Q: Can you describe George’s relationship with Odi?
A: George uses Odi as his reference to his wife. He loves — and love is an important thing for George — and he was willing to sacrifice hugely in his career to continue that experience of life with his wife. Then his wife dies, he loses his memories, so Odi is his library of his relationship with his wife.
Q: George tells Vera that he helped create Synth technology. If you were creating Synths in the real world, what would you include?
A: I think we should hurry to some extent and pay more people to download ethical structures into the machinery as much as we are downloading 360 degrees of historical information, which is not contextualized or understood. It’s not a great teacher. A great teacher is a person with all of the amazing things a human being can have. It’s also a question of consciousness. We have to ask ourselves, what do we hold consciousness to be? And if we format it and define it it too specifically, aren’t we contradicting the process of becoming more conscious?

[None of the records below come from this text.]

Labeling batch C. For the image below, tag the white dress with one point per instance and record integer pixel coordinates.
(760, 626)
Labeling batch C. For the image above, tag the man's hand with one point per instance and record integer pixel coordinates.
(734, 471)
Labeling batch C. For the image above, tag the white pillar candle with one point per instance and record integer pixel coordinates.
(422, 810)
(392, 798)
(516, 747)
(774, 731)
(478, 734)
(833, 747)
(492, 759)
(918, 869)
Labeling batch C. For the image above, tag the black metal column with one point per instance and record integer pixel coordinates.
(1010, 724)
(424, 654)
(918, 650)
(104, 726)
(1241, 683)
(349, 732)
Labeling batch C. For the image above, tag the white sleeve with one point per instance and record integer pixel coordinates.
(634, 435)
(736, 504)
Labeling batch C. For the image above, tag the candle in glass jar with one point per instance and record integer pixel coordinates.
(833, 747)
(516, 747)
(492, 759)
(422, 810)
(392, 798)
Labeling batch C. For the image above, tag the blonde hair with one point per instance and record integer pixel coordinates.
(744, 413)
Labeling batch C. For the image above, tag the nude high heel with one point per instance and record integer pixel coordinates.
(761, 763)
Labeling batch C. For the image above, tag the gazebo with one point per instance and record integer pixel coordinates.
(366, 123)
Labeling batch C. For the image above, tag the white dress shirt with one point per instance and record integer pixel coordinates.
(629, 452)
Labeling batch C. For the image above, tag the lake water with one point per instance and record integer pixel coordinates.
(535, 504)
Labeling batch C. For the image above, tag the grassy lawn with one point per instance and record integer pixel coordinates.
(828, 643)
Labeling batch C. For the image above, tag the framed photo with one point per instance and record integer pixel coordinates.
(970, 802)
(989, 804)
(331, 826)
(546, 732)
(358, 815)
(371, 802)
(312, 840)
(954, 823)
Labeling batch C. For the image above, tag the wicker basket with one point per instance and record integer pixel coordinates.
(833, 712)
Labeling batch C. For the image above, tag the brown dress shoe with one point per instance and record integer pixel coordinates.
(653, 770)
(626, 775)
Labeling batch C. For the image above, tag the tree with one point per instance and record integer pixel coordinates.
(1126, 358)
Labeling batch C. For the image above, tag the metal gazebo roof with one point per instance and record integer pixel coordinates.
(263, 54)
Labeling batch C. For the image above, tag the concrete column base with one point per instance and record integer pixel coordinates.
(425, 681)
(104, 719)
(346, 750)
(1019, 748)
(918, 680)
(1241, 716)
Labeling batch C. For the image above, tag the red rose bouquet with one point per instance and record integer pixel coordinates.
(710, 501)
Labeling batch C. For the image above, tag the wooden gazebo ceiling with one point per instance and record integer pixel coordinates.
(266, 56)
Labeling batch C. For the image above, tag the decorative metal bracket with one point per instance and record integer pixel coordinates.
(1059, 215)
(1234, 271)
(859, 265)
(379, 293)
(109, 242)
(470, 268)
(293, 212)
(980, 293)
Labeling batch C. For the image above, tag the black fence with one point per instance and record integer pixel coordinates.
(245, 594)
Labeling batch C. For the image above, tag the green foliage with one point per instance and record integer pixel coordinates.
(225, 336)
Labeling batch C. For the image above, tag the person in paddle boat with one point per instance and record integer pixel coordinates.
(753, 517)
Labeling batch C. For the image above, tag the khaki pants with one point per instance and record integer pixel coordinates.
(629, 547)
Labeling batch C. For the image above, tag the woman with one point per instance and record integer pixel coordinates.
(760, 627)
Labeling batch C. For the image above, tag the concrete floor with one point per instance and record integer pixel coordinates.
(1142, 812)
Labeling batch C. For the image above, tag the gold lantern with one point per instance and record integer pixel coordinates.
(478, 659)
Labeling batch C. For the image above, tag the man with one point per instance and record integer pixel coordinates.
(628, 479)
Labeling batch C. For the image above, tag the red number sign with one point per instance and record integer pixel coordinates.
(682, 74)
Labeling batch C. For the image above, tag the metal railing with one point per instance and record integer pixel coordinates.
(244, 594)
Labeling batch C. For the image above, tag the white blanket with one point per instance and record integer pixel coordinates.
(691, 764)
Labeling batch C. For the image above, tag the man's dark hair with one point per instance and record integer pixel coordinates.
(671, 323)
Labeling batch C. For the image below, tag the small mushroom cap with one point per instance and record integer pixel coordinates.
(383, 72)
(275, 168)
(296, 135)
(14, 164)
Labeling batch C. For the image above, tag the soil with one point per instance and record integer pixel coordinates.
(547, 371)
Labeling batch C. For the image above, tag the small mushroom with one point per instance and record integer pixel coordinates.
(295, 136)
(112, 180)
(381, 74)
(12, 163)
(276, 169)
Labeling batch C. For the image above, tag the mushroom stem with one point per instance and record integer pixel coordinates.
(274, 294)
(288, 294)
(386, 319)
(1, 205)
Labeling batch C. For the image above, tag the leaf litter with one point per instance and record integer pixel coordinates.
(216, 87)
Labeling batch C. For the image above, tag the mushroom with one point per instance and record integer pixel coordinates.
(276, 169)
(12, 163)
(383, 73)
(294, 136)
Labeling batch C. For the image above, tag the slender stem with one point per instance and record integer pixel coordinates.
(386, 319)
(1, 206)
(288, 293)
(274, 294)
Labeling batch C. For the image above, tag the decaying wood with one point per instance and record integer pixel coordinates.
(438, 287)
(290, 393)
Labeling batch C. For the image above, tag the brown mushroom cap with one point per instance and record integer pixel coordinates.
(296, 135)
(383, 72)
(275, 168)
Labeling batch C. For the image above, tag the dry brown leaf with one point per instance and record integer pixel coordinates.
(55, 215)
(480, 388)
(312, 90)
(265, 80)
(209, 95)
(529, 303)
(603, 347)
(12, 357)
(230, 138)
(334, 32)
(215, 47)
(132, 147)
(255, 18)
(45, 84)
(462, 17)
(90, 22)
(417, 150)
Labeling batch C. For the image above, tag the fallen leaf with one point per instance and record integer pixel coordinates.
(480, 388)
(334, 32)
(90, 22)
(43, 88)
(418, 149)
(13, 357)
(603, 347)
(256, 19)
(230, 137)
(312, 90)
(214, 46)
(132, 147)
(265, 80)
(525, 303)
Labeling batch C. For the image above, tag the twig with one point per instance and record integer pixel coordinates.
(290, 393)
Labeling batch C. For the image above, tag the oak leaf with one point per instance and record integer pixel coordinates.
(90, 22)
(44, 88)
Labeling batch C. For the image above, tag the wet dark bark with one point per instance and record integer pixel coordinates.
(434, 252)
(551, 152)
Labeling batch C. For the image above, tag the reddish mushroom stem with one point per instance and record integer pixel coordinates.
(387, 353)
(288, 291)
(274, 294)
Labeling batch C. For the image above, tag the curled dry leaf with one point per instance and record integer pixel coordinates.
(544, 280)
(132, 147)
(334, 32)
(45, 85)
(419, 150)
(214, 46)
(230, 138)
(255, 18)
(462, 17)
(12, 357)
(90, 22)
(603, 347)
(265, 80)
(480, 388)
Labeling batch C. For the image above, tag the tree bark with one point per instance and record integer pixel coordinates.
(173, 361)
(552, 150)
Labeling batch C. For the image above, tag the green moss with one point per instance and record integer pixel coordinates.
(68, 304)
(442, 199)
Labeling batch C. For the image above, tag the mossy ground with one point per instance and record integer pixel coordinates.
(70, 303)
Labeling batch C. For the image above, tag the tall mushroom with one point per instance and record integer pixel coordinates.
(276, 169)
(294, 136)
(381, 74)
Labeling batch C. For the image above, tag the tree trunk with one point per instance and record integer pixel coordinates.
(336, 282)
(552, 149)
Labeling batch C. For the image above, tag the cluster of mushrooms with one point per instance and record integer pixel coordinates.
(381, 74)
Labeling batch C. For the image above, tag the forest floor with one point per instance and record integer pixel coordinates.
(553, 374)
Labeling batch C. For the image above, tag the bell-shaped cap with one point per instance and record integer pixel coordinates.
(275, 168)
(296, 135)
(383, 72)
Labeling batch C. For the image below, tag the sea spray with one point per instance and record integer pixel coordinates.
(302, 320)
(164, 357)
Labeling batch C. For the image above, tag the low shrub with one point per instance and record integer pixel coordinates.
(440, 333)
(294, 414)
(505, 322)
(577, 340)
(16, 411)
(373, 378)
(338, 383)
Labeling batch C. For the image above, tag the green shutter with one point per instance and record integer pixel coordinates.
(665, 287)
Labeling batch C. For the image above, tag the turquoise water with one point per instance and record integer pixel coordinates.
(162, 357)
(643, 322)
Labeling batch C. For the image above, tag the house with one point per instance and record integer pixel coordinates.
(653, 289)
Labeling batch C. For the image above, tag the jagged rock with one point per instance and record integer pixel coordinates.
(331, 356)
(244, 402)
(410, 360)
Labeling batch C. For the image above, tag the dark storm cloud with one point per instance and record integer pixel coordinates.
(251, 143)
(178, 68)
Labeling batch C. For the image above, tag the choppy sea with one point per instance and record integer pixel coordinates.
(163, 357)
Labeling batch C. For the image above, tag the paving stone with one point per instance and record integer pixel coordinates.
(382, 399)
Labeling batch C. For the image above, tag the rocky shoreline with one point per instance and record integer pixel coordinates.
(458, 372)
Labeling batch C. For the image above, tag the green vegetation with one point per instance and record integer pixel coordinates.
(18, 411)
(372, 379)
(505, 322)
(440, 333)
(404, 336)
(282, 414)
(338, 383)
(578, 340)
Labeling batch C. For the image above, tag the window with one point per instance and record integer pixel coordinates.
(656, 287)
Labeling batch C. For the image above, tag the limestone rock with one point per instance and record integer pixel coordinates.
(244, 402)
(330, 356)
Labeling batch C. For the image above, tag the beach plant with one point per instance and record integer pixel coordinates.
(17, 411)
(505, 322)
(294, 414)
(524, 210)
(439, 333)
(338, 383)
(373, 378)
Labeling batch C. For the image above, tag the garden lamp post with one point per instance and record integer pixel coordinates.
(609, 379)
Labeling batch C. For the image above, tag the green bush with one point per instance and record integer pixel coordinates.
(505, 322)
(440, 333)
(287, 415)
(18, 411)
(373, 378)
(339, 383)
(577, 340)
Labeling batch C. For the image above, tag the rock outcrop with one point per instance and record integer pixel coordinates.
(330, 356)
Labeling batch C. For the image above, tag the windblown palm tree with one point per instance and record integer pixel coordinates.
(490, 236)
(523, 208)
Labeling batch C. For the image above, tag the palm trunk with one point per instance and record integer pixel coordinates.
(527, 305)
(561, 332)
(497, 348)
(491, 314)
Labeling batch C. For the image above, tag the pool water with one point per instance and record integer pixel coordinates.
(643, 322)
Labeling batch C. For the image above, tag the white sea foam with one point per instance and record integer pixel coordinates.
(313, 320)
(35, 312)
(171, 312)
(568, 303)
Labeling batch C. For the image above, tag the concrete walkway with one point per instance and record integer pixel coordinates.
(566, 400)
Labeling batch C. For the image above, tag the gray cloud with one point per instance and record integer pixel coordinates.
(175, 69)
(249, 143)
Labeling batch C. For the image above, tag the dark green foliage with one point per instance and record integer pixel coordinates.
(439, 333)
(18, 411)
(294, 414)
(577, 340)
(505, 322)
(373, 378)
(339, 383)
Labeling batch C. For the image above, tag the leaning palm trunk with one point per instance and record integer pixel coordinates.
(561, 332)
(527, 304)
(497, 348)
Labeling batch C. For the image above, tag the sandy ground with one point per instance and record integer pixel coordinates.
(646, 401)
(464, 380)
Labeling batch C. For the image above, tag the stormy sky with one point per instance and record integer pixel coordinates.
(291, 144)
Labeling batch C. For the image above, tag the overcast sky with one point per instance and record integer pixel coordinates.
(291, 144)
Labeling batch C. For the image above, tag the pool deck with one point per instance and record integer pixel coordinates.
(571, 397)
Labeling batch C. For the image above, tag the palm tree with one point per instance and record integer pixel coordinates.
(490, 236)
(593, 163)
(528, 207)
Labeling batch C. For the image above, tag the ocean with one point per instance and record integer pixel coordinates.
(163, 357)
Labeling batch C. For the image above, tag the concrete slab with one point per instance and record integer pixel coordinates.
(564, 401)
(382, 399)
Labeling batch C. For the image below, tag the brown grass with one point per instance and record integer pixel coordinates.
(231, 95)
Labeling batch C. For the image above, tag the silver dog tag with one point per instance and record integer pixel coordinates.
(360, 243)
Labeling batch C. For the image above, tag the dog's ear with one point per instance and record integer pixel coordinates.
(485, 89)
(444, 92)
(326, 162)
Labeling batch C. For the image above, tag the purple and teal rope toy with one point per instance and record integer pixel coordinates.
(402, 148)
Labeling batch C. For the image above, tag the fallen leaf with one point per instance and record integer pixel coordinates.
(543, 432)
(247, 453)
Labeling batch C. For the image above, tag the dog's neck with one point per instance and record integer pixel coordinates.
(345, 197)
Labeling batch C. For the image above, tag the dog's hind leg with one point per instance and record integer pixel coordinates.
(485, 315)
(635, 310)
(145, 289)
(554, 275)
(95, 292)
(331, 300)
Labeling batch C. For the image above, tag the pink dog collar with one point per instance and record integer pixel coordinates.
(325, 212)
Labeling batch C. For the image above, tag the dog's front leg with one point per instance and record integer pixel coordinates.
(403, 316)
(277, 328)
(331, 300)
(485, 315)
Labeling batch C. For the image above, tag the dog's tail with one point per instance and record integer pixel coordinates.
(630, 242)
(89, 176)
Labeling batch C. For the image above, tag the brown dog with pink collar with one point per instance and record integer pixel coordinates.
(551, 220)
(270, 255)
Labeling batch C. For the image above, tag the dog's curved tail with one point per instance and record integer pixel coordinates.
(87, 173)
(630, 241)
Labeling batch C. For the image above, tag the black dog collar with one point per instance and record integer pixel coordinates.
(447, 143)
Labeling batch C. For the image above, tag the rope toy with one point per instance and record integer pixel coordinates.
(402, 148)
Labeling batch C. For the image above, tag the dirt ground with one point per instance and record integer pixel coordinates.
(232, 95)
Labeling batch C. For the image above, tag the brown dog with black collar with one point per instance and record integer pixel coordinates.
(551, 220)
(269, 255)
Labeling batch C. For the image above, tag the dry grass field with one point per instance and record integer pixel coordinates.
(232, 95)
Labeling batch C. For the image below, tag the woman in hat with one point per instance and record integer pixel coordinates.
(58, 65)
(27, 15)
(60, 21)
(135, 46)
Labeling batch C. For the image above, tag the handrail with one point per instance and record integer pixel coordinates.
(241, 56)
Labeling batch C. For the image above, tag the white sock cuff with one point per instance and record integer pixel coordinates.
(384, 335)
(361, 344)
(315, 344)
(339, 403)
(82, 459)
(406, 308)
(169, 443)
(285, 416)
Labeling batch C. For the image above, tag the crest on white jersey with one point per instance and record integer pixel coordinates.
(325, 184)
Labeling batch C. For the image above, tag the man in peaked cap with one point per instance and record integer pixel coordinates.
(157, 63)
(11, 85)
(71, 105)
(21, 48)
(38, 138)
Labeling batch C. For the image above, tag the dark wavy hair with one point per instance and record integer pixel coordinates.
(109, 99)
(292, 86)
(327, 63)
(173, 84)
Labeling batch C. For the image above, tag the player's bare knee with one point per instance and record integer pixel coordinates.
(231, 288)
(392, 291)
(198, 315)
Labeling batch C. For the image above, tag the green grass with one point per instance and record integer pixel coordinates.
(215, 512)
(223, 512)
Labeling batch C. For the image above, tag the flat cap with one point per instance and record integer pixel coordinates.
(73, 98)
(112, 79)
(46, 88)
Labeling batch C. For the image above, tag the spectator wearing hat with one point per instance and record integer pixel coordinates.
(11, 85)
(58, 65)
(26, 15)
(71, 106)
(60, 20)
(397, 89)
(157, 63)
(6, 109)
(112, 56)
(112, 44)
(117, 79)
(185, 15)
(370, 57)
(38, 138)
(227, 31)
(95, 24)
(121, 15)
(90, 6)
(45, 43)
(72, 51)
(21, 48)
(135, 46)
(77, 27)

By pre-judging it, pre-regulating it, we’re not giving that future receptacle of consciousness the chance to grow as ours has grown, and at the price ours has grown, which is immense.
Q: You’ve played a pioneer in A.I. tech before in Steven Spielberg’s A.I.: Artificial Intelligence. Did you revisit any of those experiences for HUMANS?
A: I played a pioneer in science fiction in Altered States and in a way, one in Dark City. I asked them if they considered A.I. in my audition for George and they chuckled.
Q: Are you a fan of science fiction?
A: Oh, I was instantly enthralled with the genre from the get-go, in the most powerful way. For me, Asimov was like the bible. It was that great. Right away, I thought, “This is where I swim.”
Q: If Synths were available, would you buy one?
A: I don’t know. I’d have to meet one.
HUMANS airs Sundays at 9/8c.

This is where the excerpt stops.